On November 29, 2010, about 1130 Pacific standard time, an experimental Kennedy Lancair 320, N42BK, impacted the terrain about one-eight mile east of the runway at Lenhardt Airport, Hubbard, Oregon. The airline transport pilot, who was the sole occupant, was killed in the accident sequence, and the airplane, which was owned and operated by the pilot, sustained substantial damage. The 14 Code of Federal Regulations Part 91 flight, which was departing for an undetermined destination, was being operated in visual meteorological conditions. No flight plan had been filed. Use your browsers 'back' function to return to synopsisReturn to Query Page
According to witnesses, the airplane's takeoff roll and liftoff appeared normal, but when it had flown about one-half way down the runway, its pitch attitude increased slightly and it began to roll slowly to the left until it had reached nearly 90 degrees of bank. At that point there was what appeared to witnesses to be a smooth but significant reduction in engine power. Then, as the airplane began turning away from the runway to the left, it descended into the terrain. During this entire sequence the retractable landing gear remained in the fully extended position. Almost immediately after the airplane impacted the terrain, a rapidly growing fire broke out, which ultimately consumed much of the airplane's structure.
Witnesses stated that the winds were calm, and that the engine sounded like it was running smooth and strong, with no backfiring or coughing, even during the reduction in power. The witnesses also said that the pilot had his dog in the right seat of the airplane at the time of the takeoff. The dog, whose hair was partially burned by the fire, was later found wandering around the area where the airplane impacted the terrain. In a later discussion with the pilot's wife the FAA determined that the pilot often took his dog with him when he went flying. This was confirmed by others at the airport that had seen him take the dog with him before.
According to the FAA Inspector who responded to the scene, although a full flight control continuity inspection was not possible due to the extent of impact and thermal damage, he did not find any evidence of pre-impact anomalies in the flight controls themselves. He also stated that the separations in the flight control torque tubes all appeared to be consistent with overload type failures.
An autopsy provided by the Oregon State Medical Examiner determined that the mode of death was accidental, and that the cause of death was blunt force injuries.
The FAA's Forensic Toxicology Research Team performed a forensic toxicology examination on specimens taken from the pilot. The results of that examination were negative for carbon monoxide and cyanide in blood taken from the heart, and negative for ethanol in the urine. The same examination showed positive results as follows:
Dextromethorphan detected in the urine.
Dextromethorphan detected in blood from the heart.
Dextrorphan detected in the urine.
Dextrorphan detected in blood from the heart.
0.125 (ug/ml, ug/g) Doxylamine detected in blood from the heart.

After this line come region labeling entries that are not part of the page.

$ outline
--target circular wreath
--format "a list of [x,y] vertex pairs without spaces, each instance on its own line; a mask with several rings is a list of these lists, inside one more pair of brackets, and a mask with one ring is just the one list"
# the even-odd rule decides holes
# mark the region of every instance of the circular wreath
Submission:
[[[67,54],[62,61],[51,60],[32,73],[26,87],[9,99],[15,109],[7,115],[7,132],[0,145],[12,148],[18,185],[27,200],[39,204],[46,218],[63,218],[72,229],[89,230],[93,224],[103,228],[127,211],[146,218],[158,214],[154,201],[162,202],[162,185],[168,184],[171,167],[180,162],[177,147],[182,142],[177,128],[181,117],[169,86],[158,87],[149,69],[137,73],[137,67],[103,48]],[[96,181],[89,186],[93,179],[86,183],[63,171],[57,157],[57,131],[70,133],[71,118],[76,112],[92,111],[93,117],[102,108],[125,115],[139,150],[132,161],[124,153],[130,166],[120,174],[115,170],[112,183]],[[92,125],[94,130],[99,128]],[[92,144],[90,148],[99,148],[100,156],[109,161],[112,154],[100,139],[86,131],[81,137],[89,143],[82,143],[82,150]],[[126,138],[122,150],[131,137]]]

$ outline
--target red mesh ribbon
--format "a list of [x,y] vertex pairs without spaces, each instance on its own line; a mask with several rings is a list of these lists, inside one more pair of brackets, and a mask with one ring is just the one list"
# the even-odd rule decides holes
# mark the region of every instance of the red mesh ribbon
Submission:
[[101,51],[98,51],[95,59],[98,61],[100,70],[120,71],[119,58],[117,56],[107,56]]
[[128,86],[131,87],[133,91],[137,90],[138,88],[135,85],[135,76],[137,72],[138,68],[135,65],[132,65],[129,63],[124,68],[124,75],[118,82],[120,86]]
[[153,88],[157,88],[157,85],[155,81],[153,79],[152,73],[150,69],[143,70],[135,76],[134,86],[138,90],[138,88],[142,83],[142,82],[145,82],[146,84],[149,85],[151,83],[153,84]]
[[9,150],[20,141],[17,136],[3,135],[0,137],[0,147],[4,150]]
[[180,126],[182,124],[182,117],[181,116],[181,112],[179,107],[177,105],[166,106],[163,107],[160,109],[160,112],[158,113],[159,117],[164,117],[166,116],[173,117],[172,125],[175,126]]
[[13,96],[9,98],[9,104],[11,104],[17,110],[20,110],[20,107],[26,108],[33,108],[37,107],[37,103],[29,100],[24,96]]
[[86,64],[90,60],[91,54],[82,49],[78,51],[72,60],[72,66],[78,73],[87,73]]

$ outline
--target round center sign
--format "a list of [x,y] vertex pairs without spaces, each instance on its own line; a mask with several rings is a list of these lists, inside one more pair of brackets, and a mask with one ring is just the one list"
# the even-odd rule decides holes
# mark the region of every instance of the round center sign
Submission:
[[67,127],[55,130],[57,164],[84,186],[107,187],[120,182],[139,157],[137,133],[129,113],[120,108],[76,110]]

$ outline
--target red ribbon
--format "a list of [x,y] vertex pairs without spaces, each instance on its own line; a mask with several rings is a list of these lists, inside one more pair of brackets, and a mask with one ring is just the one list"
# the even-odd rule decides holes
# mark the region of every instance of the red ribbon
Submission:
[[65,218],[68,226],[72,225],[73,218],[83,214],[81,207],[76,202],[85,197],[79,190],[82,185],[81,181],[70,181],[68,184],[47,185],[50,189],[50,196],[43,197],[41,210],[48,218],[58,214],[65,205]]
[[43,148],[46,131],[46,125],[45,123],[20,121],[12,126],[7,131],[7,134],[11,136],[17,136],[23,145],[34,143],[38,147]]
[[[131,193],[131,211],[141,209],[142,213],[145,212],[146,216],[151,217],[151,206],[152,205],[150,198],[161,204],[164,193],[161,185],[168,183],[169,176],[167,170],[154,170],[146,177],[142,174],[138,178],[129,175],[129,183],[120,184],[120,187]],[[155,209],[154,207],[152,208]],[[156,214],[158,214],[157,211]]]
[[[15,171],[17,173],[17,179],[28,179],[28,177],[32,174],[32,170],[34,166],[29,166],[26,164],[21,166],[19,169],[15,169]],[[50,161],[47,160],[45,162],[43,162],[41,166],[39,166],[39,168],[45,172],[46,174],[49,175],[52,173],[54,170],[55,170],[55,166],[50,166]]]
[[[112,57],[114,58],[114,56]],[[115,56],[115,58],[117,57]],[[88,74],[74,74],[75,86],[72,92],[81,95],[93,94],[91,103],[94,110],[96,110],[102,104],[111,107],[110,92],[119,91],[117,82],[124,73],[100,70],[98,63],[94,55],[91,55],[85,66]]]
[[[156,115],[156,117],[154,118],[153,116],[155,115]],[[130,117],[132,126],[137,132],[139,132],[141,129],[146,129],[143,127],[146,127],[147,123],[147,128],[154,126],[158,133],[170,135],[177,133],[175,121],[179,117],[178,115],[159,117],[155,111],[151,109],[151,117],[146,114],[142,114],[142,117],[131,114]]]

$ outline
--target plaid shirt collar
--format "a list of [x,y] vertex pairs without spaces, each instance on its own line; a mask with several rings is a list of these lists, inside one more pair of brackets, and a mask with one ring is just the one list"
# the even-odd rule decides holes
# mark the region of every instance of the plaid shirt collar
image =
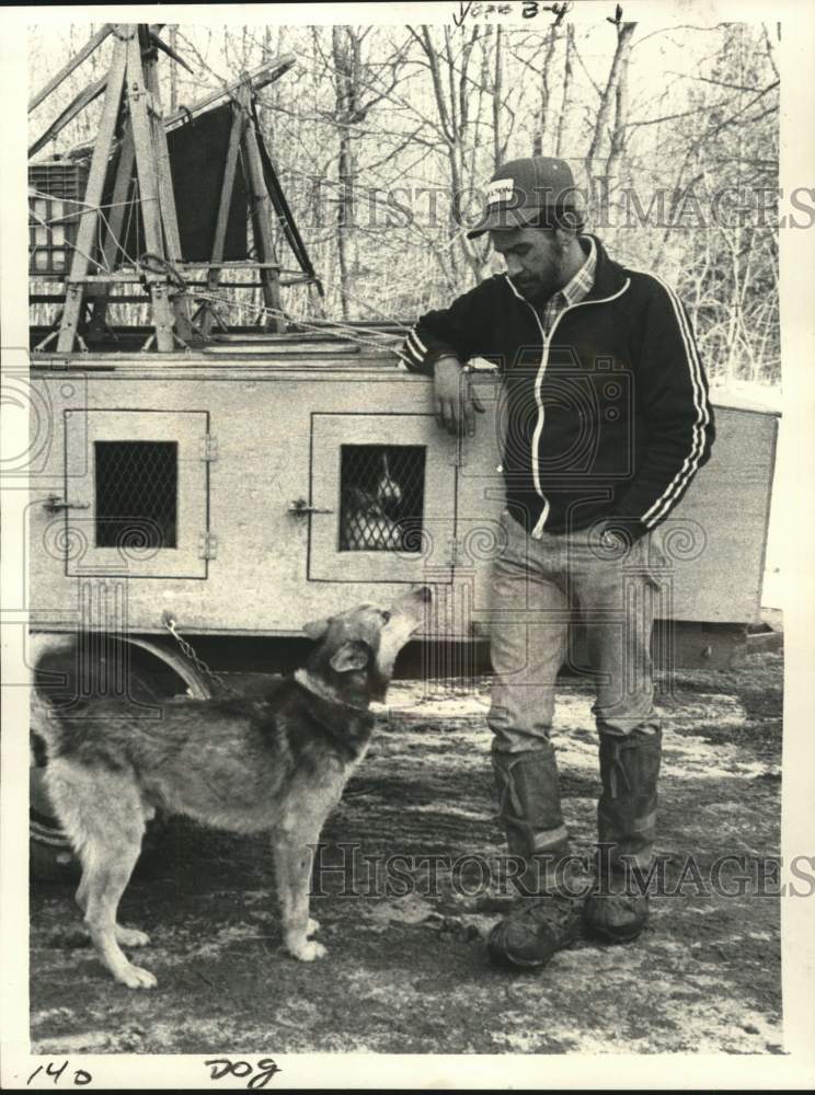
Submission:
[[595,274],[597,272],[597,247],[593,237],[588,237],[588,254],[586,261],[567,281],[562,289],[559,289],[553,297],[550,297],[541,309],[543,319],[543,330],[547,334],[552,330],[554,321],[565,308],[571,308],[588,296],[594,286]]

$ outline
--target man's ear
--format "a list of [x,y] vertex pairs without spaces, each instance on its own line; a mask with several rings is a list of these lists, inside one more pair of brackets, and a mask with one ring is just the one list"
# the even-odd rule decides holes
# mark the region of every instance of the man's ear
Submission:
[[343,643],[331,659],[331,668],[338,673],[349,673],[353,669],[365,669],[370,660],[371,649],[367,643],[355,638]]
[[302,625],[302,630],[306,632],[309,638],[313,638],[314,641],[317,641],[318,638],[322,638],[325,632],[329,630],[330,622],[331,621],[328,619],[311,620],[309,623],[305,623]]

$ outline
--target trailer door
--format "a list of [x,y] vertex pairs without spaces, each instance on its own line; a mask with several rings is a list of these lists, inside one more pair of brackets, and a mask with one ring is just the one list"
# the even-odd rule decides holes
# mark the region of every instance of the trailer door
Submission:
[[65,415],[66,573],[206,578],[207,412]]
[[457,441],[426,414],[313,414],[310,581],[450,583]]

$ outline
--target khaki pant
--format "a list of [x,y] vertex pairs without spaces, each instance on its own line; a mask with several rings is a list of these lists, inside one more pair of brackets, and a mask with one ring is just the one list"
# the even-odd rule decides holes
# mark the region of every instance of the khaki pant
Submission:
[[520,752],[548,739],[577,612],[587,629],[598,729],[659,729],[651,633],[659,590],[653,567],[664,556],[655,533],[612,555],[589,542],[588,530],[535,540],[507,512],[502,525],[506,545],[494,563],[490,632],[493,748]]

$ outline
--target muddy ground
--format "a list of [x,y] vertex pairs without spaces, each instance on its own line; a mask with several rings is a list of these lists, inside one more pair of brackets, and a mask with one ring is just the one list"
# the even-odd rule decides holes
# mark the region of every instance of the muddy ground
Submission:
[[[417,1053],[782,1052],[779,900],[756,895],[779,854],[782,662],[777,654],[726,672],[680,672],[658,696],[665,723],[658,852],[666,889],[645,934],[622,947],[583,941],[537,973],[490,965],[483,936],[501,880],[477,861],[456,883],[446,863],[502,852],[493,819],[487,684],[424,696],[393,688],[371,751],[324,839],[357,856],[441,855],[399,864],[390,894],[365,873],[323,876],[312,902],[328,956],[302,965],[280,950],[274,873],[263,838],[173,821],[144,857],[122,920],[148,931],[137,961],[159,988],[116,986],[82,945],[71,888],[35,884],[31,1036],[35,1052]],[[595,839],[599,791],[589,688],[559,693],[566,820],[576,849]],[[333,845],[333,846],[332,846]],[[349,862],[351,850],[346,848]],[[731,892],[709,886],[716,857]],[[695,856],[699,874],[686,868]],[[359,862],[359,861],[358,861]],[[408,864],[411,866],[411,864]],[[461,864],[459,864],[461,866]],[[745,869],[746,868],[746,869]],[[751,879],[751,880],[750,880]],[[467,890],[468,892],[463,892]],[[721,887],[720,887],[721,890]]]

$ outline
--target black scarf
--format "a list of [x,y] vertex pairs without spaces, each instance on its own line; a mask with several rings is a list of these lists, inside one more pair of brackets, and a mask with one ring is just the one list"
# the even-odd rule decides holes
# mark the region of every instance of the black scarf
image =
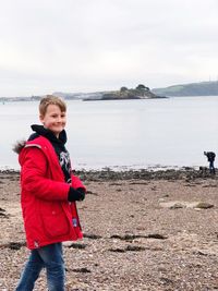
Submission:
[[33,141],[39,135],[46,137],[49,140],[49,142],[52,144],[56,154],[58,156],[61,169],[63,171],[65,182],[71,183],[71,161],[70,161],[70,155],[69,151],[65,148],[66,143],[66,133],[63,130],[59,137],[57,137],[52,131],[45,129],[43,125],[33,124],[32,130],[35,132],[33,133],[28,141]]

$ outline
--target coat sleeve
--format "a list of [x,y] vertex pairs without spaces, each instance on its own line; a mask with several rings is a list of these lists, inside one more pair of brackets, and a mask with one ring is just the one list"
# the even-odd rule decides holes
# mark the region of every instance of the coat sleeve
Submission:
[[74,189],[82,187],[86,191],[86,187],[84,186],[83,182],[80,180],[78,177],[72,174],[71,179],[72,179],[72,187],[74,187]]
[[37,147],[24,149],[21,185],[40,199],[68,201],[70,184],[48,179],[48,161],[41,149]]

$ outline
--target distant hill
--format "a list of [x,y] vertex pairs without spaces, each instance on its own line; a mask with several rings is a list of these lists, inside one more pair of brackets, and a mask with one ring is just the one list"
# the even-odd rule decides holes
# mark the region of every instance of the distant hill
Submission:
[[164,98],[153,93],[148,87],[143,84],[137,85],[135,88],[128,88],[123,86],[119,90],[76,94],[55,92],[53,95],[69,100],[82,99],[84,101]]
[[218,81],[174,85],[154,88],[153,93],[161,96],[218,96]]

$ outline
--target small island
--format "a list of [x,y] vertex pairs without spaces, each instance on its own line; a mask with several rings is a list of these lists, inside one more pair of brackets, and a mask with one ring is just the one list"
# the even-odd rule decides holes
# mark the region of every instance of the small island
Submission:
[[166,98],[158,96],[150,92],[148,87],[143,84],[137,85],[135,88],[129,89],[128,87],[121,87],[120,90],[105,92],[101,95],[83,98],[83,101],[95,100],[126,100],[126,99],[154,99]]

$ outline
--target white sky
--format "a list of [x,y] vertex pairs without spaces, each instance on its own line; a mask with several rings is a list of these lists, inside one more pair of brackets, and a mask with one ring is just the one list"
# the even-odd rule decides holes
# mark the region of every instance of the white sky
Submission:
[[0,97],[218,80],[218,0],[0,0]]

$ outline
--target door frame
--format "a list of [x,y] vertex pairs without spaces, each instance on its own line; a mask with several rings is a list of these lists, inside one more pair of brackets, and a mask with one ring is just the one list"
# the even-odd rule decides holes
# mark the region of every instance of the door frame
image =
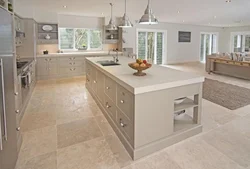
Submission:
[[[136,29],[136,56],[138,57],[138,32],[154,32],[154,33],[163,33],[163,53],[162,53],[162,65],[167,64],[167,30],[163,29]],[[147,44],[147,42],[146,42]],[[156,48],[155,48],[156,50]],[[147,49],[146,49],[147,53]]]
[[[216,40],[216,52],[219,51],[219,32],[200,32],[200,42],[199,42],[199,62],[201,63],[206,63],[206,58],[204,59],[204,62],[201,61],[200,59],[200,54],[201,54],[201,35],[202,34],[215,34],[217,35],[217,40]],[[206,56],[205,56],[206,57]]]

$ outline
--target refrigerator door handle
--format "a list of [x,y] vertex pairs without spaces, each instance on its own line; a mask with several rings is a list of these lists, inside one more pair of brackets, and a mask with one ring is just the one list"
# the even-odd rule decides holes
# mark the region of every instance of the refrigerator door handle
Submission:
[[3,123],[4,123],[4,140],[8,140],[7,134],[7,119],[6,119],[6,108],[5,108],[5,92],[4,92],[4,72],[3,72],[3,59],[0,60],[1,62],[1,77],[2,77],[2,99],[3,99]]

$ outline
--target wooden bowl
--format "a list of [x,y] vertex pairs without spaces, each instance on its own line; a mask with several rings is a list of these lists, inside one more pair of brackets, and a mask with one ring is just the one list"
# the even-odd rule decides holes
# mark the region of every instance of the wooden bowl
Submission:
[[137,72],[134,73],[135,76],[145,76],[147,75],[146,73],[142,72],[143,70],[146,70],[148,68],[150,68],[152,66],[152,64],[146,64],[145,67],[135,67],[134,66],[135,63],[129,63],[129,67],[131,67],[134,70],[137,70]]

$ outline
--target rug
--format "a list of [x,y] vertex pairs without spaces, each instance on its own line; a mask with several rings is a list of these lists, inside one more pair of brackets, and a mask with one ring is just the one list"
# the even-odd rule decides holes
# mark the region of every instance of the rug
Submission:
[[203,84],[203,98],[236,110],[250,104],[250,89],[206,78]]

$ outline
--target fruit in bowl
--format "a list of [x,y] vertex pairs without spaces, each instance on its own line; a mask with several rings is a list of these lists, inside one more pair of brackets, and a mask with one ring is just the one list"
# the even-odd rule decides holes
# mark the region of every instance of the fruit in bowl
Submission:
[[142,60],[142,59],[136,59],[135,63],[129,63],[128,65],[132,69],[137,70],[137,72],[134,73],[135,76],[145,76],[146,73],[144,73],[142,71],[146,70],[152,66],[152,64],[150,64],[146,60]]

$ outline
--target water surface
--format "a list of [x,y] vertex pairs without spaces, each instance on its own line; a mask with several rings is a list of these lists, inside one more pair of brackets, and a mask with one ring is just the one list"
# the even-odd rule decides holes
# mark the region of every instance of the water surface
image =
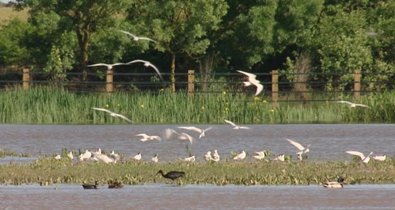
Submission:
[[[250,130],[233,130],[228,125],[197,125],[213,127],[202,139],[198,139],[198,133],[178,126],[185,125],[0,125],[0,147],[33,156],[58,154],[62,148],[76,152],[101,148],[128,157],[141,152],[148,161],[154,154],[158,154],[160,161],[174,161],[191,151],[202,161],[208,150],[217,149],[223,158],[230,158],[232,151],[245,150],[247,159],[252,160],[251,155],[259,150],[295,157],[297,149],[285,140],[290,138],[311,144],[309,160],[351,160],[346,150],[395,154],[393,124],[248,125]],[[141,142],[135,136],[138,133],[163,136],[167,128],[194,136],[193,144],[176,139]]]

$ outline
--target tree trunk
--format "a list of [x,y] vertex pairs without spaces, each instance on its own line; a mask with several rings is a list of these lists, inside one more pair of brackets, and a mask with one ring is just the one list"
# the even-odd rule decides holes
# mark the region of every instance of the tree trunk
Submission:
[[308,79],[311,68],[310,56],[308,53],[301,53],[295,61],[295,76],[293,79],[293,89],[299,99],[306,103],[309,100]]
[[88,63],[88,48],[89,48],[89,32],[87,30],[78,28],[76,29],[78,45],[80,47],[79,65],[82,72],[82,81],[86,81],[88,72],[86,65]]
[[213,53],[208,53],[201,60],[199,60],[199,72],[200,72],[200,85],[202,91],[207,91],[208,82],[210,80],[211,71],[214,64]]
[[171,67],[170,67],[170,84],[171,90],[176,92],[176,54],[172,54],[171,57]]

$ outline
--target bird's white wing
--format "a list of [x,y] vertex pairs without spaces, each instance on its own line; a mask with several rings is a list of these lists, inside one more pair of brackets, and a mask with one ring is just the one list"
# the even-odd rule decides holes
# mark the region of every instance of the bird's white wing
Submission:
[[145,62],[146,62],[145,60],[136,59],[136,60],[129,61],[126,64],[130,65],[132,63],[145,63]]
[[355,106],[360,106],[360,107],[369,108],[369,106],[367,106],[367,105],[365,105],[365,104],[355,104]]
[[136,136],[141,136],[141,137],[143,137],[143,138],[148,138],[149,136],[147,135],[147,134],[145,134],[145,133],[139,133],[139,134],[136,134]]
[[188,140],[191,144],[192,144],[192,142],[193,142],[193,137],[190,136],[190,135],[187,134],[187,133],[181,133],[180,136],[179,136],[179,139]]
[[186,129],[186,130],[190,130],[190,131],[196,131],[196,132],[198,132],[198,133],[201,133],[201,132],[202,132],[202,129],[197,128],[197,127],[193,127],[193,126],[190,126],[190,127],[181,126],[181,127],[178,127],[178,128]]
[[387,156],[386,155],[375,155],[372,158],[375,160],[384,161],[387,158]]
[[354,104],[354,103],[349,102],[349,101],[336,101],[336,102],[337,102],[337,103],[342,103],[342,104],[349,104],[349,105]]
[[303,151],[305,150],[304,146],[302,146],[300,143],[291,140],[291,139],[287,139],[289,141],[289,143],[291,143],[292,145],[294,145],[296,148],[298,148],[298,150]]
[[263,90],[263,85],[261,85],[261,84],[256,84],[255,86],[256,86],[256,93],[255,93],[255,96],[257,96],[257,95],[259,95],[259,93],[262,92],[262,90]]
[[107,112],[110,114],[113,114],[114,112],[108,110],[108,109],[104,109],[104,108],[96,108],[96,107],[92,107],[92,109],[97,110],[97,111],[102,111],[102,112]]
[[144,37],[144,36],[140,36],[140,37],[138,37],[139,39],[142,39],[142,40],[148,40],[148,41],[151,41],[151,42],[156,42],[155,40],[153,40],[153,39],[151,39],[151,38],[148,38],[148,37]]
[[111,65],[106,63],[95,63],[95,64],[87,65],[87,67],[94,67],[94,66],[107,66],[109,68]]
[[248,76],[248,80],[251,80],[251,79],[255,79],[256,78],[256,75],[255,74],[251,74],[251,73],[248,73],[248,72],[245,72],[245,71],[241,71],[241,70],[237,70],[238,72],[240,72],[240,73],[242,73],[242,74],[244,74],[244,75],[247,75]]
[[128,32],[128,31],[124,31],[124,30],[119,30],[119,31],[122,32],[122,33],[124,33],[124,34],[127,34],[127,35],[129,35],[129,36],[131,36],[131,37],[133,37],[133,38],[137,38],[136,35],[134,35],[134,34]]
[[350,155],[356,155],[359,156],[362,160],[365,159],[365,155],[362,152],[358,152],[358,151],[346,151],[346,153],[350,154]]
[[230,125],[237,126],[237,125],[236,125],[236,124],[234,124],[232,121],[225,120],[225,122],[226,122],[226,123],[228,123],[228,124],[230,124]]

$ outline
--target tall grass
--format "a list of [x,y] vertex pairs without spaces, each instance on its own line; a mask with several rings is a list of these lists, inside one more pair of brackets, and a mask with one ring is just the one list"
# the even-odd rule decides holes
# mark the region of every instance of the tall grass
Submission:
[[[322,96],[324,98],[324,96]],[[223,123],[391,123],[395,122],[395,94],[363,96],[371,108],[350,108],[334,102],[281,102],[273,108],[266,97],[241,93],[185,92],[76,94],[51,87],[0,92],[0,123],[15,124],[123,124],[122,119],[92,110],[107,108],[136,124]]]
[[160,175],[181,170],[186,173],[178,183],[214,185],[277,185],[321,184],[343,176],[346,183],[394,183],[394,159],[363,164],[351,162],[219,162],[219,163],[140,163],[134,161],[105,164],[99,162],[72,162],[70,159],[41,158],[31,164],[0,165],[0,184],[43,185],[56,183],[83,183],[120,181],[124,184],[169,182]]

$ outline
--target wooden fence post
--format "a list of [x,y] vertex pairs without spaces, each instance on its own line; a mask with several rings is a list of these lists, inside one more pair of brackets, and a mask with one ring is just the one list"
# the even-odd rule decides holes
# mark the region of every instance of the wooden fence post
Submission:
[[359,69],[354,71],[354,99],[359,99],[361,96],[361,71]]
[[193,96],[195,92],[195,71],[188,70],[188,95]]
[[277,107],[278,101],[278,70],[272,71],[272,106]]
[[108,69],[106,72],[106,92],[112,93],[114,91],[114,71]]
[[30,88],[30,69],[29,68],[23,68],[22,87],[24,90],[28,90]]

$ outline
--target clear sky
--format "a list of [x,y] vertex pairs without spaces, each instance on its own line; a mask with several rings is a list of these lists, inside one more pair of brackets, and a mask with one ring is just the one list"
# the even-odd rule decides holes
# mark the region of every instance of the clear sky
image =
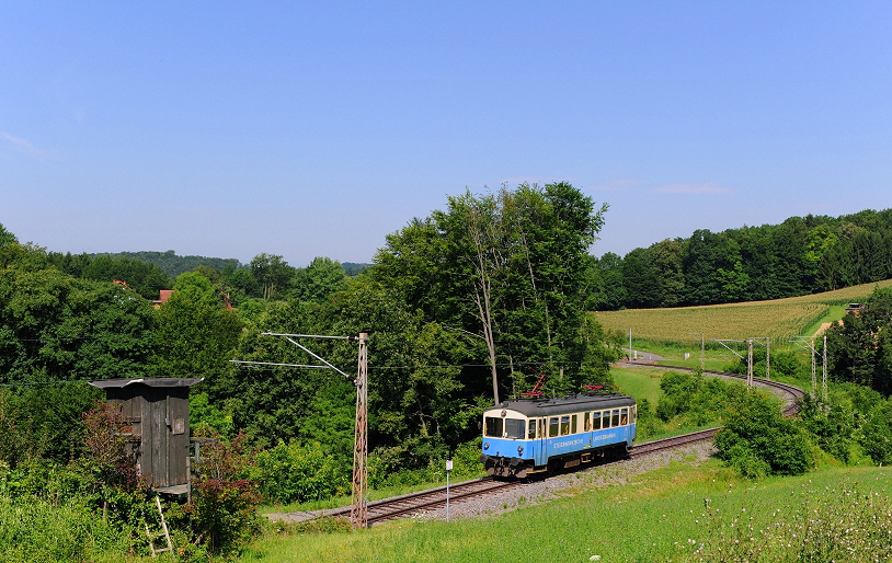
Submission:
[[892,2],[0,0],[0,223],[60,252],[368,262],[569,181],[593,253],[892,207]]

Doxylamine detected in the urine.
Pantoprazole detected in the blood.
Dextromethorphan is an over-the-counter cough suppressant that may have performance and judgment effects at very high doses. Pantozole is a prescription acid-reducing medication used to treat gastroesophageal disease, and would not normally be expected to result in impairment. Doxylamine is a sedating over-the-counter antihistamine, often used as a sleep aid and commonly found in other substances, such as Dextromethorphan, and in some night-time multi-symptom cold relievers. It is one of the most sedating of antihistamines, and has a half-life of more than 10 hours. The level of Doxylamine found in the pilot's blood was consistent with ingestion of a maximal over-the-counter dose within about four hours prior to death, or a larger dose at an earlier time.
The pilot’s FAA medical records noted a history of coronary artery disease with three-vessel bypass surgery performed in 1998; mild post traumatic stress disorder; insomnia that was treated with medication; and gastroesophageal reflux disease that was treated with medication.
His stress echocardiograms since the 1998 bypass had been normal, with the most recent being in 2008, but the autopsy disclosed that portions of the bypass grafts contained severe atherosclerosis with thrombus formation, vessel calcification, with obvious areas of necrosis. The left anterior descending coronary artery proximal to the bypass graft was noted to have severe atherosclerosis with greater than 90% stenosis, with the distal portion beyond the graft sites being comprised of small vessels with 50-70% occlusion.
A 2005 cardiology summary noted that the pilot's history of post-traumatic stress disorder (PTSD) was aviation-related, and in particular related to a low-level near crash that the pilot had experienced.
His most recent Application for Airman Medical Certificate, dated September 11, 2008, was deferred for further evaluation by the aviation medical examiner, and an August 15, 2009, letter from the Manager of the FAA Aerospace Medical Certification Division noted that it had been determined that the pilot was not qualified for any class of medical certificate at that time. There was no indication in the FAA medical records that the pilot pursued FAA medical certification after that denial. Therefore, at the time of the accident, the pilot did not hold a current FAA medical certificate, due to the fact that he had failed to provided the requested records that would have allowed the FAA Medical Certification Division (AMCD) to further evaluate his medical condition.